Keeping internet services configured, patched and running supported versions of operating systems and internet-facing applications can go a long way towards thwarting attackers, the report said, noting that failure to use updated software versions put organisations at greater risk of attack through known vulnerabilities.
However, the study found that most organisations in the FTSE 250+ were running older and often unsupported versions of the three most prolific web servers: Microsoft’s Internet Information Services (IIS), Apache HTTPD and NGINX.
Reduced reliance on Telnet and SMB a step in the right direction
A key positive finding was that severely vulnerable services such as Telnet and Windows SMB (server message block) file-sharing were present in only a few organisations, with most UK industry sectors having only one organisation exposing Telnet or SMB.
The report cited SMB as one of the most dangerous services for a system to expose.

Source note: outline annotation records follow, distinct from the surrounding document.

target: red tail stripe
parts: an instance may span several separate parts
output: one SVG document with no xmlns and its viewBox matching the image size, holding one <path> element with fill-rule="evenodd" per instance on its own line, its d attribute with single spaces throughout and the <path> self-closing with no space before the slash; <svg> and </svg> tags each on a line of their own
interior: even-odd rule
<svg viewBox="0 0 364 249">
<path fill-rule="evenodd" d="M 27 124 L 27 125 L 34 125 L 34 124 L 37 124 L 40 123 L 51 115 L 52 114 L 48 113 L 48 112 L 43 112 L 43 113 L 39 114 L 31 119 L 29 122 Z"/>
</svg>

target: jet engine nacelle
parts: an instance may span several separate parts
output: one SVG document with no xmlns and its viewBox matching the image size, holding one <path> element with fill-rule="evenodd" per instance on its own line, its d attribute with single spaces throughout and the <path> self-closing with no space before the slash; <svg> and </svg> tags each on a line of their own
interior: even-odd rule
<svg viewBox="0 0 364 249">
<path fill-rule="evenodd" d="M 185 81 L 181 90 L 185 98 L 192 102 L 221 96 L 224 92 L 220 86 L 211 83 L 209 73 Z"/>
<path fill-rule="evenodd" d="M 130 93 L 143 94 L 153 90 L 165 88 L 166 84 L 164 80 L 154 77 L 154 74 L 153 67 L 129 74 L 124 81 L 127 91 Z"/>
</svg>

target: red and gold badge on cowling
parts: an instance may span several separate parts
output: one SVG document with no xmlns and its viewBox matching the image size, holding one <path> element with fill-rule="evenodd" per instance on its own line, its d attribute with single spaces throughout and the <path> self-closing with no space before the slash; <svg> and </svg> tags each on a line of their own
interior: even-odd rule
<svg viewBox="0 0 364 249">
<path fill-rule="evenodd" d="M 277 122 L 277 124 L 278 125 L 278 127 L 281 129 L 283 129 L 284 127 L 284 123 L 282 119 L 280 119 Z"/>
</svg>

Vulnerabilities in the SMB service were at the heart of the WannaCry and NotPetya attacks, which crippled networks and caused significant outages to critical business processes that cost many companies millions of dollars in lost revenue, the report said.
“UK industry really took it on the chin with WannaCry, which was a big deal in the UK specifically. As a result, UK corporates and internet service providers have really gone out of their way to reduce the use of SMB in the past two years,” said Beardsley.
Telnet exposure creates risks similar to SMB exposure. Telnet services have a history of vulnerabilities and exposures that put organisations at risk of credential theft, passive and active eavesdropping, and remote code execution, the report said.
While a total absence of Telnet and SMB on today’s internet would be ideal, the report said the FTSE 250+ has far less SMB/Telnet exposure, both in absolute and relative terms, than the Fortune 500.
Rapid7 recommends the elimination of all public-facing SMB and Telnet. There is no technical or practical justification for running a Telnet service today, the report said. It has been superseded by SSH/TLS, which provides encryption-in-transport and encourages the use of digital certificates when authenticating connections.
The report noted that because the FTSE 250+ organisations typically have substantial resources and access to excellent technical expertise, the findings suggested that the severity of exposure may be greater for the many thousands of organisations smaller than those in the FTSE 250+ group.
“The digital ecosystem could benefit from an ongoing conversation with key stakeholders on the reasons for this continued exposure, along with steps to mitigate the cyber security risks it poses,” the report concluded.